I'm mixing an indie film where the sound was so poorly recorded. Basically, it peaks-distorts ( recorded level was way too hot ) in many places. Is there a plug-in or something to ease off the crakling resulted from the distortion. I have the Waves and Waves arts restoration but it does not help at all. Thanks
You're pretty much screwed but there are some tools that can help. Like soundeziner said you can clean up some of the distortion with the pencil. It's a long painfull process and sometimes can sound worse then the distortion itself, but worth a try. The other option would be to use a plugin like the Waves De-Crackle. I know you said you've tried it, but I've had some luck using it in the past. You have to put the faders to the roof and then run it through a few times. It generally will always make at least a small improvement. The other option is trying the noise reduction bundle from Izotope called RX. I recently downloaded the demo and thought the whole package sounded really good. So much so that I ended up buying the bundle. Give there de-clipper a try, it might do wonders.
The other option is trying the noise reduction bundle from Izotope called RX. I recently downloaded the demo and thought the whole package sounded really good. So much so that I ended up buying the bundle. Give there de-clipper a try, it might do wonders.

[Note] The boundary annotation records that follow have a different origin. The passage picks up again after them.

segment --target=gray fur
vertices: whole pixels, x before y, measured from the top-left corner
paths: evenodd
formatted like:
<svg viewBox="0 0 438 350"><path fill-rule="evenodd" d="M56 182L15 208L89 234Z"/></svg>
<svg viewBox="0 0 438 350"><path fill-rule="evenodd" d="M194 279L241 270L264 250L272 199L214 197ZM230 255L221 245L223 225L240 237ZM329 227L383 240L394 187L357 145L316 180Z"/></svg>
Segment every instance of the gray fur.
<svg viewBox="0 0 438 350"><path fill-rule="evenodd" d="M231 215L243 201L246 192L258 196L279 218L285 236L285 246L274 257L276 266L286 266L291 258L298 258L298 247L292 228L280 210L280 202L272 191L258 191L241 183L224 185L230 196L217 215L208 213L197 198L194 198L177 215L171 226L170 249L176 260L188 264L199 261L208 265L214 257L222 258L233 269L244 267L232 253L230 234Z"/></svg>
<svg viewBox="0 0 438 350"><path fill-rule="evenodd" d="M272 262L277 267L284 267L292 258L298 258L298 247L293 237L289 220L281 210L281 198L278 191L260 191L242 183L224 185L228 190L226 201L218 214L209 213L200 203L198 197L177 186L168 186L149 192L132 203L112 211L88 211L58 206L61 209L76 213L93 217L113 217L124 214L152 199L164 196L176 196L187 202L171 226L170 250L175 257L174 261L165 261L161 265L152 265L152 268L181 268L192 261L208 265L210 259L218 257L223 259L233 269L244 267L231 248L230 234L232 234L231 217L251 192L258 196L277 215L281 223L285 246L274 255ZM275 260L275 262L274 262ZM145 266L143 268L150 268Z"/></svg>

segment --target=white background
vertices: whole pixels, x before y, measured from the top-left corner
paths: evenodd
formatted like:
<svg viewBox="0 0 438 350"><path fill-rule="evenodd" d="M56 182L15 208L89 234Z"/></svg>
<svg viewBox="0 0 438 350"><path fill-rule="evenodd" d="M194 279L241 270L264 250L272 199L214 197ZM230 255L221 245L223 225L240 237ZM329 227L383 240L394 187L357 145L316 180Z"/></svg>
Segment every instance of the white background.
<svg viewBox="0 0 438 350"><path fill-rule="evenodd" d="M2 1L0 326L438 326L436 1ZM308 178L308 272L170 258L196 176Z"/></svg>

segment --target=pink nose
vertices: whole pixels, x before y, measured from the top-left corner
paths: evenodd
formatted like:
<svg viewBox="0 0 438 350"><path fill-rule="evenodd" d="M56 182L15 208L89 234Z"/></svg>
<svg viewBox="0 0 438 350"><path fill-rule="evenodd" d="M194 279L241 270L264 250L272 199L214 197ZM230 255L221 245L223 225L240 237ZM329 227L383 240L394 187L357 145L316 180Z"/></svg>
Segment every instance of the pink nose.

I will second Izotope RX. They had a great demo at AES and I downloaded the demo version as well. It sounds great and is relatively simple to use. The cool thing about it is you can listen to what you're removing to make sure you don't remove something you want to keep. I just used it today on some nasty dialogue recorded on a research ship in the middle of the ocean. There is a little waver in the dialogue but it had a big job to do removing the diesel engines, waves, and motors of some research equipment.

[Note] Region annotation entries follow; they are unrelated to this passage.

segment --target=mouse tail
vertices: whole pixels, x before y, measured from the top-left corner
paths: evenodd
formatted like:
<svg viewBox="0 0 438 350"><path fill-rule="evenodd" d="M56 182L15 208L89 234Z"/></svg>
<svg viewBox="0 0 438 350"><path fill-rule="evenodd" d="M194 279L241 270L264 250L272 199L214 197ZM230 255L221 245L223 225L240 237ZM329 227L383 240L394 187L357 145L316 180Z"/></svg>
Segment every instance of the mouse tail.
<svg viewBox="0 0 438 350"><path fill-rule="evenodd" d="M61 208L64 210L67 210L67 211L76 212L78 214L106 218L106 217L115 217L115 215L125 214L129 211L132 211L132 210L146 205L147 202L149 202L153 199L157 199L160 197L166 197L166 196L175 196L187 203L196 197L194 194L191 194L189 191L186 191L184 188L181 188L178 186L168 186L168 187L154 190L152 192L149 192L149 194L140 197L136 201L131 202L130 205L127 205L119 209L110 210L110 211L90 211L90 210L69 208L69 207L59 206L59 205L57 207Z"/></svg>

Its a long shot, but check the original tapes. If the movie was shot HD or DV, and if the editor wasn'tt paying attention, it can be captured too hot. On a few occasions I have gotten location audio that sounded terrible and by luck I heard the original tape and that was the case. Now pain to re capture the proper audio after the edit was done, but it was easier than the pencil tool or ADR
These are all fine suggestions. I relay to people that often trying to correct distorted audio is like trying to unburn an overcooked chicken. Your best bet is likely lots of ADR and foley, (recreate a reasonable facsimile of the original chicken). I've worked on films so poorly recorded that we had to ADR the whole thing...which is about as pleasant as an appendectomy without anesthesia. Good luck
I did a film with a section of TOTALLY CLIPPED audio from an onboard cam. I fixed it with Wave Arts Noise Reduction. I zoomed in and processed lots of small areas and did some selective gain reduction.
At the end of the day the director was really pleased.
Thanks everyone for your valuable inputs...i just downloaded IsotopeRX, i will give it a try.
BTW, is there a big advantage in owning the Advanced RX version. Obviously, it has more control and parameters to fiddle with, but from experience, i find that is not always a better thing.
Not much you can do really .if the dialouge is clipping and distorted .its prety much game over .ADR is your best bet way to go .soudsoap.bnr.or the waves restoration bundle wont help if its been badly recorded
Yes,the introduction of DV cameras was not good news to us in post sound. Everybody just drove into the red and digital clipping on a grand scale resulted. (oh and the cameraman now does the sound of course!)
I was getting OMFs on CD-Rs and realised that the 'all bits' used up meant that the CD-R burning did make the square-ing even worse. Do get Hard Drive transfers and I agree that going back to the source tapes can be good move.
I'll also take a look at the RX mentioned, but so far I use De-click and De-Crackle. You do have to take repeated bites at any clipped peaks with them though.
just for the record, (no pun intended), there is a Noise Reduction package from the makers of Sound Forge that includes a de-clipper. It supposedly calculates what the clipped peak would have been like from the trajectory of surrounding samples. It rounds the top of the reconstructed peak, pushes it back down into dynamic range, and limits the areas around the peak to make it sound more natural.
I haven't tried it, but I was tempted. the thing that turned me off about it is that it comes as DirectX plugins. I ended up just manually resculpting the peaks in Cool Edit 2000 using the spectral and waveform views and the envelope tool. It was time consuming but it worked.